Thursday, 26 October 2017

Take It Or Leave It?

With the Sheffield Hallam constituency in the news, consider that there are many very wealthy parts of the North of England, that there are numerous thoroughly middle-class people here (who have regional accents, which are far less class-indicative in the North than they are in the South), and that there are even quite a few private schools.

If Oxford and Cambridge are biased in favour of the South when it comes to undergraduate admissions, then that is not a class thing. It is across all classes in the South, and across all political persuasions there, that people are bombastically proud of never having been to the North, of being unable to understand what Northerners are saying, and so forth. A huge annual event here, famous throughout the world except in its own country, attracted two hundred thousand people to hear Jeremy Corbyn this July. It was barely reported.

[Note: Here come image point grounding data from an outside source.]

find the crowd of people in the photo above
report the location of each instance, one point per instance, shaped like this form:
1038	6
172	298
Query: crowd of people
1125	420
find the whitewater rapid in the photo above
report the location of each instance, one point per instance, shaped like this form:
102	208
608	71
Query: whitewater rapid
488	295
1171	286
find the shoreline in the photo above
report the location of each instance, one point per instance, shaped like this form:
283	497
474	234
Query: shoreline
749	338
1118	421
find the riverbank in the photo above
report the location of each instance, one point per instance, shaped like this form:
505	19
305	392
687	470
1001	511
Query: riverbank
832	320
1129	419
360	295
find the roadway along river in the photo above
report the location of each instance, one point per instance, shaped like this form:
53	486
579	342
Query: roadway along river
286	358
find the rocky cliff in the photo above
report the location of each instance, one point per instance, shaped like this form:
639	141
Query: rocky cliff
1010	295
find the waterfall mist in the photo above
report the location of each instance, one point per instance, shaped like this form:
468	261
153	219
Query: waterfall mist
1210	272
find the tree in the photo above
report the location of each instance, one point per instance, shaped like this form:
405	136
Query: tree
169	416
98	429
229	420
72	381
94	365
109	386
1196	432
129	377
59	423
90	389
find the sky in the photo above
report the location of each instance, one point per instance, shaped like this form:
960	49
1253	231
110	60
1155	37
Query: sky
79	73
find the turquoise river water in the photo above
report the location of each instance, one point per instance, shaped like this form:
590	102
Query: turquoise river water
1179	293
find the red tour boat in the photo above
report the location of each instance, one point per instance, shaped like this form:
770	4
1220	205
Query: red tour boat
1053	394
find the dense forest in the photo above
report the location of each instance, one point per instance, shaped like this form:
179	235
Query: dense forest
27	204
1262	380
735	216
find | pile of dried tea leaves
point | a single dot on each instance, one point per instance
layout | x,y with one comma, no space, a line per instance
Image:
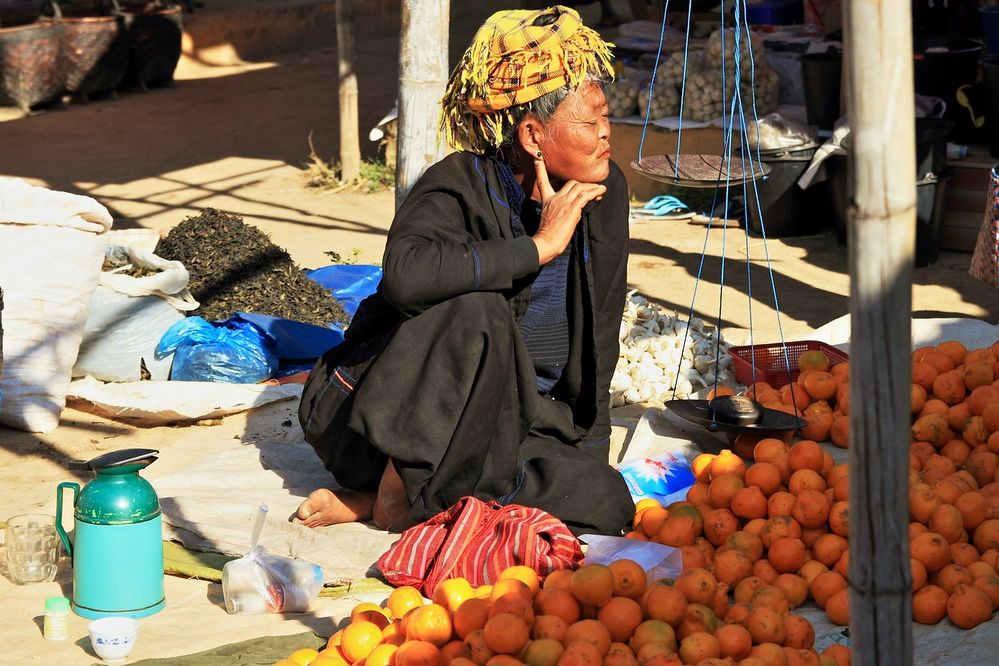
235,267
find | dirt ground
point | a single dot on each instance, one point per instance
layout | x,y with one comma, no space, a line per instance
235,138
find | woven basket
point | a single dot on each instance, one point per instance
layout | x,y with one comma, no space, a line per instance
154,36
29,64
94,53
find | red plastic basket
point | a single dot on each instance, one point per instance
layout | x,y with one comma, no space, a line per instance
771,363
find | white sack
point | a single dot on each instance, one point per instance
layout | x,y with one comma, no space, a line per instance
51,250
169,282
120,337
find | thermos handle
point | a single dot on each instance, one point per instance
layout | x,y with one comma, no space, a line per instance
75,487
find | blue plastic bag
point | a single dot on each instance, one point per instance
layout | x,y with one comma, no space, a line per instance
665,477
236,352
350,283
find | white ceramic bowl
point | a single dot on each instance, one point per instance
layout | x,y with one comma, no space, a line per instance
113,637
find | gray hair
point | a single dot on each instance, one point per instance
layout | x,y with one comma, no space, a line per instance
542,108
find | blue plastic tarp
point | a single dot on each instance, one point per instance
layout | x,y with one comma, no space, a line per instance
350,283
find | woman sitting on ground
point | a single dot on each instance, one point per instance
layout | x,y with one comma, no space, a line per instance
482,364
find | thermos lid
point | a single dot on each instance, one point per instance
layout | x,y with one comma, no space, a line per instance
116,459
57,604
118,496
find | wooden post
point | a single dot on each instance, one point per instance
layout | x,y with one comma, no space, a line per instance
350,141
423,73
880,109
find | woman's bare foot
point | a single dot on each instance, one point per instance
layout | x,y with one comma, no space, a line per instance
391,509
324,507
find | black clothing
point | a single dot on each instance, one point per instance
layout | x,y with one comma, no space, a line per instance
434,372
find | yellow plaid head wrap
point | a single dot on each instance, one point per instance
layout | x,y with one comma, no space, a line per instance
513,61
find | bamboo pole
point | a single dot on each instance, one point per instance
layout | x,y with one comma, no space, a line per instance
422,76
881,227
350,141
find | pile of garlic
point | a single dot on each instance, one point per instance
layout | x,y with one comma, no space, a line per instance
654,357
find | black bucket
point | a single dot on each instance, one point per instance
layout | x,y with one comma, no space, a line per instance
931,195
787,209
821,76
931,145
942,67
990,74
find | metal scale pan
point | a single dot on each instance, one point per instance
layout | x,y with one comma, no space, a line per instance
735,413
699,171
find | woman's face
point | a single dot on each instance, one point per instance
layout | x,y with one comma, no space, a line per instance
576,142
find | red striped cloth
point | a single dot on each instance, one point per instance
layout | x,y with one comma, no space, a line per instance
477,540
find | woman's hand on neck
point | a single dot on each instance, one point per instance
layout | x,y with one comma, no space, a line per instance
522,165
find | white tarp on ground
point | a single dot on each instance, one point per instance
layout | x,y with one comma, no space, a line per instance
154,403
279,474
246,473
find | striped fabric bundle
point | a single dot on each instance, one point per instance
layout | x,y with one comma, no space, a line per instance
477,540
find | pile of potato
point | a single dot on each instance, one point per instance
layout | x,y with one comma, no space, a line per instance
664,101
622,97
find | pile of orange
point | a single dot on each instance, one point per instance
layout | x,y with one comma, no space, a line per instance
783,520
597,615
820,395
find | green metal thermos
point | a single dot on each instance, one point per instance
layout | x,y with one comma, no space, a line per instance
117,546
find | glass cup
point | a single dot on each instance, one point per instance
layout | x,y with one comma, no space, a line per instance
32,547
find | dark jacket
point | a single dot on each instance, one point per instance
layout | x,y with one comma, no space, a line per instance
431,365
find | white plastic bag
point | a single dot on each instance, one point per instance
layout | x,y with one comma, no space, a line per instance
659,561
51,250
262,583
169,282
120,337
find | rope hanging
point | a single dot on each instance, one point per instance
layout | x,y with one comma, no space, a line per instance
746,171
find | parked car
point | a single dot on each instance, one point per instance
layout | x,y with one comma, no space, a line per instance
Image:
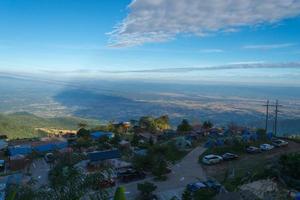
194,187
212,184
252,149
131,175
266,147
279,143
211,159
49,157
229,156
108,183
215,185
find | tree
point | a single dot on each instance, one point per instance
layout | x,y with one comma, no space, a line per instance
184,126
187,195
148,124
146,190
135,140
207,125
82,124
82,132
120,194
116,139
160,168
162,122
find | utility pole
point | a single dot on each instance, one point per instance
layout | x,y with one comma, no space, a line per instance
276,116
267,116
268,105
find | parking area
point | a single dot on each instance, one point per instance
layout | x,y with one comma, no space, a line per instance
188,170
249,161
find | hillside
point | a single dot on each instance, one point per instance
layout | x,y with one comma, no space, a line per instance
22,124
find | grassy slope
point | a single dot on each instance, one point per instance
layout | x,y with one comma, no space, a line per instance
22,125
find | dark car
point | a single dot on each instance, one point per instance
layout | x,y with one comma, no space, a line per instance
215,185
211,184
49,157
131,175
279,143
107,183
253,150
229,156
194,187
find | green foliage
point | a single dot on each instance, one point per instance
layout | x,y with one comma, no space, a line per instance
187,195
120,194
290,165
160,168
153,125
135,140
23,125
184,126
205,193
156,153
83,132
261,133
207,124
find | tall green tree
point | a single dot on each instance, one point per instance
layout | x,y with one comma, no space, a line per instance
184,126
207,124
120,194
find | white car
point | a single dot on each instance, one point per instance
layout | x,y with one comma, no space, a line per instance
211,159
266,147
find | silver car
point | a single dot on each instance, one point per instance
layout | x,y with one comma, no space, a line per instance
211,159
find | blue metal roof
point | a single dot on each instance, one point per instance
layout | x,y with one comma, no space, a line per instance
100,134
104,155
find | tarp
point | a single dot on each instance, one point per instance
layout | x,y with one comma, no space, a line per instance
19,149
100,134
50,146
104,155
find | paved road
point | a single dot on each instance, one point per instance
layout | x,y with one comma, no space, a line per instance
186,171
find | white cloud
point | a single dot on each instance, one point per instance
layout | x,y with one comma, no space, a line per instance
269,46
161,20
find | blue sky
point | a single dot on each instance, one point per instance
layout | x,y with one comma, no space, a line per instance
89,36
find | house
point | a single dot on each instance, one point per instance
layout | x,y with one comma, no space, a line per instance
18,162
99,159
182,144
2,165
100,134
140,152
47,144
3,144
148,136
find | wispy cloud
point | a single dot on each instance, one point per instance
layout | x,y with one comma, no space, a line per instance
269,46
236,66
211,51
161,20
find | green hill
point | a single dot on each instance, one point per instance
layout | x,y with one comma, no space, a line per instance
23,124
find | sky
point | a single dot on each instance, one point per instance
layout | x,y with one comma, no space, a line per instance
249,41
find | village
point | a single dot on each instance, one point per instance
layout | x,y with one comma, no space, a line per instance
189,162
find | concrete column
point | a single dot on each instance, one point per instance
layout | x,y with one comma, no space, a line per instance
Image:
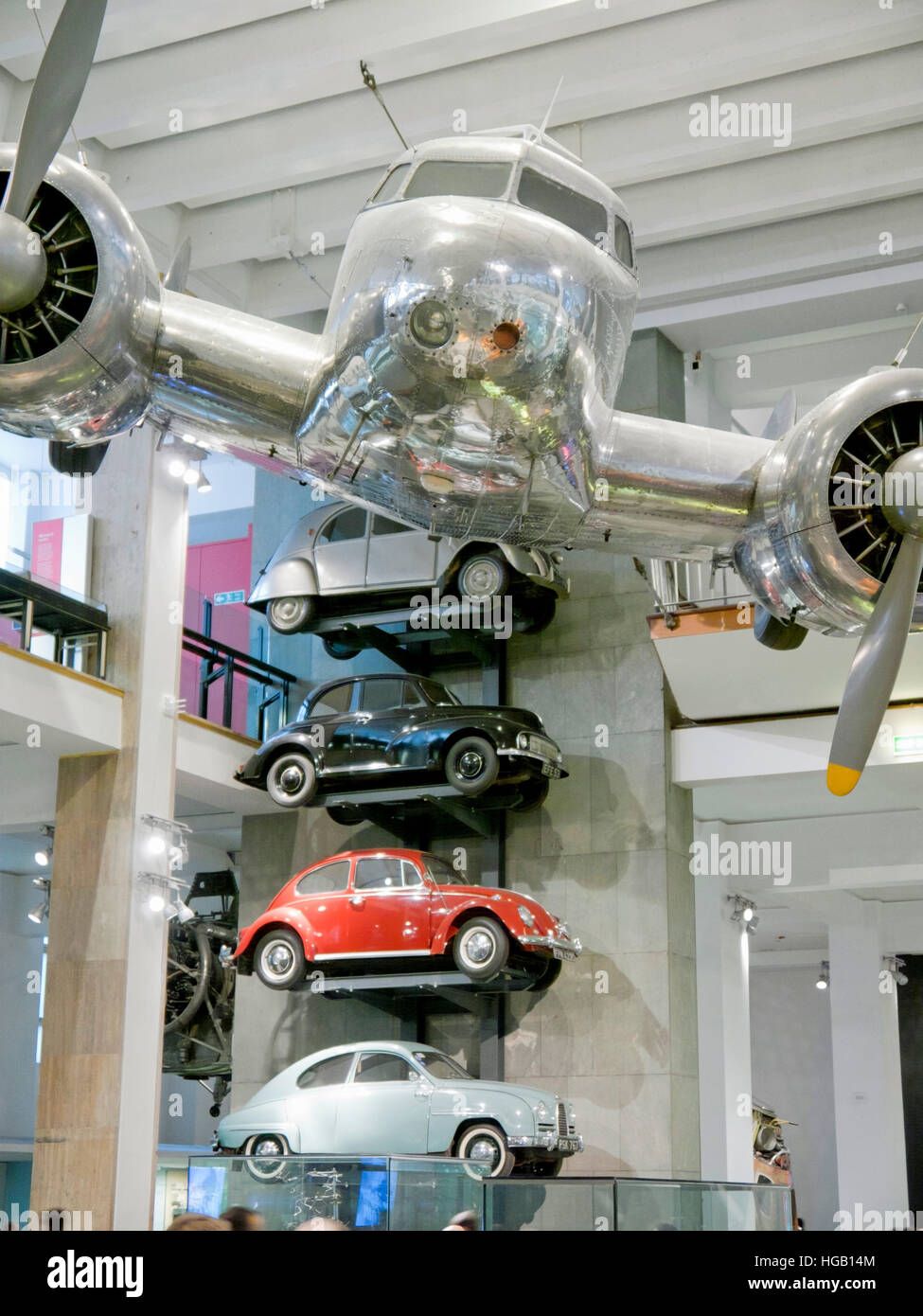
871,1157
721,957
99,1083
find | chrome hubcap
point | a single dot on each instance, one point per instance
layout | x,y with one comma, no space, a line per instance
292,779
470,763
481,579
266,1147
485,1149
278,960
478,948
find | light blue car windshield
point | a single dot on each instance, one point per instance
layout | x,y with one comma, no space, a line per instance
440,1066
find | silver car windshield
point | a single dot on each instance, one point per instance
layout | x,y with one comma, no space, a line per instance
437,694
438,1066
444,874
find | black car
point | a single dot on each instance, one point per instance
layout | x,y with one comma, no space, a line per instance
374,732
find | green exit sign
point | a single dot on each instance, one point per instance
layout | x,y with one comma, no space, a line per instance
909,744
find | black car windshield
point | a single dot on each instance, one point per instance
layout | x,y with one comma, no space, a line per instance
438,1066
444,874
437,694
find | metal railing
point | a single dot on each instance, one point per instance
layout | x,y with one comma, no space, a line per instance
222,662
681,584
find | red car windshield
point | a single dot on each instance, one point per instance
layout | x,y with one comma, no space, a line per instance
444,874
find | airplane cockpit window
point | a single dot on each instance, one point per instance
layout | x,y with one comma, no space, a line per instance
623,248
460,178
390,186
559,203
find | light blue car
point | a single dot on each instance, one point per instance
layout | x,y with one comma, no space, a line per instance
399,1099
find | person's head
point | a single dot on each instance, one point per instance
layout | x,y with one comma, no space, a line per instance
242,1220
467,1221
194,1221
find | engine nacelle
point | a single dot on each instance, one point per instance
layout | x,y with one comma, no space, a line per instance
818,545
75,364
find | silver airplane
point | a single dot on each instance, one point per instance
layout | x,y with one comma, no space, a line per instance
465,382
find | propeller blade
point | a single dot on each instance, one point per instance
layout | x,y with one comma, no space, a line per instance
178,274
54,98
875,668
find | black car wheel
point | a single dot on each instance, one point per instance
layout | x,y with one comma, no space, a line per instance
471,765
549,974
485,1143
532,795
481,949
292,779
287,616
279,960
484,577
341,649
262,1157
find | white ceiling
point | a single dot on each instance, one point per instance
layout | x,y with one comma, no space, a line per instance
743,245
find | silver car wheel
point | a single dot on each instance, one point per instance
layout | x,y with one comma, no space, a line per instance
290,614
482,578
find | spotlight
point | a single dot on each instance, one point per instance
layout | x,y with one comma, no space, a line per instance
743,912
40,912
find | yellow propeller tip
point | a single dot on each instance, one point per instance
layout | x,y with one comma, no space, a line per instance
841,779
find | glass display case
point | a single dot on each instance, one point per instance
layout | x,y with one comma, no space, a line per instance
421,1194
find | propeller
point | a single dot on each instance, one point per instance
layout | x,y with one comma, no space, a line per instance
53,103
881,648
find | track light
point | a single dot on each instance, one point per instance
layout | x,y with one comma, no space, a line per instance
40,912
744,911
44,856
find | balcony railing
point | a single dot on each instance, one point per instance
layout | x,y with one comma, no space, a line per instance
684,586
219,662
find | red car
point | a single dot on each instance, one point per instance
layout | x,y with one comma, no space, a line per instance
367,907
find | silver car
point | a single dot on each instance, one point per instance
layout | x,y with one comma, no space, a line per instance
343,560
399,1099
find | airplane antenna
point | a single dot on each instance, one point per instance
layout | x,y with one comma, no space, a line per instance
369,80
548,112
898,360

Very similarly, the second and lower rungs of New Labour came from the post-War New Class, so that by the 1990s they were often second generation university graduates with second generation professional jobs. But they came from places where politics simply meant the local squirarchy and its more or less deluded hangers on. "The Tory candidate for anything always wins here, and always comes from the members or the entourage of one of the right families," they were told. "Take it or leave it." They couldn't take it, so they left it.

At least since the War, they are the only category of people, rather than purely individual cases, to have moved from the South to the North in order to have a career. But they do not like the North, which they had been brought up to regard as a joke and where, if they had grown up here, then it highly unlikely that they would ever have joined the Labour Party. In fact, if they had grown up here and if they had wanted to go into politics, then they would have gone South for the purpose.

It is, however, a different question how far they would ever have got. The evisceration of the trade unions and of local government meant that it was easy for such candidates to be imposed on Labour areas. In Conservative areas, however, "The Tory candidate for anything always wins here, and always comes from the members or the entourage of one of the right families. Take it or leave it."